In 2015, UK companies are firmly focused on applying strategic thinking to their businesses and increasing their knowledge base. When asked about their most important resolution for 2015, strategic thinking topped the list. A quarter of respondents identified their intent to spend more time on strategy, while a further 21% prioritised the need to build up their knowledge base in 2015 by learning more about the regulatory environment, risk, social media and marketing.
Third on the list of 2015 resolutions was spending more time with customers, selected by 13% of respondents as their main priority for 2015. These responses illustrate a broader trend across the survey, with businesses focused on developing strong future pipelines rather than actively pushing for, or investing in, immediate growth.
Indications of how this ‘pipeline’ is being built can be seen in survey respondents’ focus on innovation, manifested in mid-sized businesses concentrating on investments in people and technology. 36% of those surveyed said that investment in technology or innovation was their number one investment priority, while 28% selected increasing headcount.
Talent retention, a key focus area for management in the pre-recession era, has once again returned to the agenda of UK company decision makers.

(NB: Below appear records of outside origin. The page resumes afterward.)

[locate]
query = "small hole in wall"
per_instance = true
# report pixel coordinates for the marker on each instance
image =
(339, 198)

When asked about major business concerns for 2015, over a third of survey respondents said they were most concerned about talent retention – ranking higher than concerns about cash flow (23%) or declining market share (21%). This preoccupation with talent retention recalls pre-2007 business priorities and also suggests that businesses will have to compete far harder to recruit talent in the future.
Elsewhere, businesses seemed confident in their decision to maintain the status quo: when asked whether their attitude towards business risk would become more or less bullish this year, a strong majority (63%) said that their attitude to risk would remain the same, echoing the long term approach to business investment that prevails in 2015. Respondents were similarly sanguine about their ability to balance risk with growth, with 59% of respondents saying that they believed that they had taken the ‘right amount’ of business risk to secure growth.

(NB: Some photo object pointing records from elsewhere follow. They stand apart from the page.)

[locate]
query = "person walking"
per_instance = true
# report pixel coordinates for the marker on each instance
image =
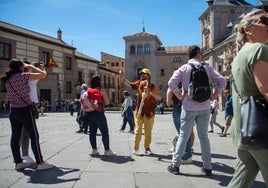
(249, 70)
(228, 109)
(97, 119)
(213, 117)
(148, 95)
(194, 110)
(176, 116)
(34, 98)
(80, 113)
(17, 84)
(127, 113)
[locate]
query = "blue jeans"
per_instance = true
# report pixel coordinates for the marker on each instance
(128, 117)
(187, 121)
(177, 122)
(97, 120)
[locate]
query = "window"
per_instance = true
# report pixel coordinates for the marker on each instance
(147, 49)
(5, 51)
(162, 72)
(68, 63)
(45, 57)
(3, 88)
(139, 49)
(80, 78)
(104, 81)
(109, 82)
(68, 87)
(177, 59)
(132, 49)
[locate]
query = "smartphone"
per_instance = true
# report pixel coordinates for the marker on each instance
(37, 64)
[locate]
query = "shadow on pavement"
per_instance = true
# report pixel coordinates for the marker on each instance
(116, 159)
(50, 176)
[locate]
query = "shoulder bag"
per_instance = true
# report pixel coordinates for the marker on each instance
(254, 121)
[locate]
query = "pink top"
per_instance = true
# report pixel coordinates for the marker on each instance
(20, 84)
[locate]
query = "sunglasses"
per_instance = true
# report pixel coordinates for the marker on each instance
(262, 19)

Brendan Walsh, Executive Vice President, Global Corporate Payments, American Express, said: “The survey shows that UK businesses have now found their post-recession equilibrium. Across the board, companies are concentrating on maintaining their solid business foundation by focusing on longer-term strategic targets and increasing theirknowledge base, to ensure they are ideally placed to compete effectively for sustainable business growth both here and overseas.”